Food Industry Standards Ireland
Pest Control - Food Industry Standards in Ireland
AIB International Consolidated Standards
In use since 1956, the Consolidated Standards are the foundation of the world-renown AIB International inspection. The Standards serve two key goals:
To provide a series of statements that represent key requirements that a food-processing or handling facility must meet in order to keep the products in a facility wholesome and safe.
To educate the users of the Standards on the meaning of the individual Standards, the inspection process, and how to have a successful inspection.
BRC Global Standards
“British Retail Consortium Global Standards”
The BRC’s Global Standard for Food Safety was created to establish a standard for due diligence and supplier approval.
The standard has been adopted by food manufacturers throughout the world, especially by those organizations supplying British retailers. Third-party certification to the standard helps manufacturers, brand owners and retailers fulfil their legal obligations and safeguard consumers. The standard covers a comprehensive scope of product safety areas, as well as the legal and due diligence responsibilities of both the supplier and the retailer.

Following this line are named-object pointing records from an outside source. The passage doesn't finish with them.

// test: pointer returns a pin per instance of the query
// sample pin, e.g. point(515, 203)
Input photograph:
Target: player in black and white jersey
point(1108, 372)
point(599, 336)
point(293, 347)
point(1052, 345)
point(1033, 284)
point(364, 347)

“Feed Material Assurance Scheme”
FEMAS is part of an ongoing strategy to build and maintain confidence in UK livestock production through the use of safe animal feed. It is designed to cover the production and supply of all feed materials and ensure the supply of safe feed materials to farms and feed manufacturers. This not only benefits the well being of the livestock but also the health and safety of the ultimate consumer.
FEMAS is based on HACCP principles and good operational practise. Suppliers of feed materials identify the hazards that may be associated with their products.
“Hazard analysis and critical control points”
It is a Food production, storage, and distribution monitoring system for identification and control of associated health hazards. It is aimed at prevention of contamination. In place of relying on food inspectors to detect food safety problems, HACCP shifts the responsibility to the food producer to ensure that the product is safely consumable. Proposed by the Codex Alimentarius Commission for the food industry in general, and meat, poultry, and seafood industry in particular, it has been adopted by some 150 countries.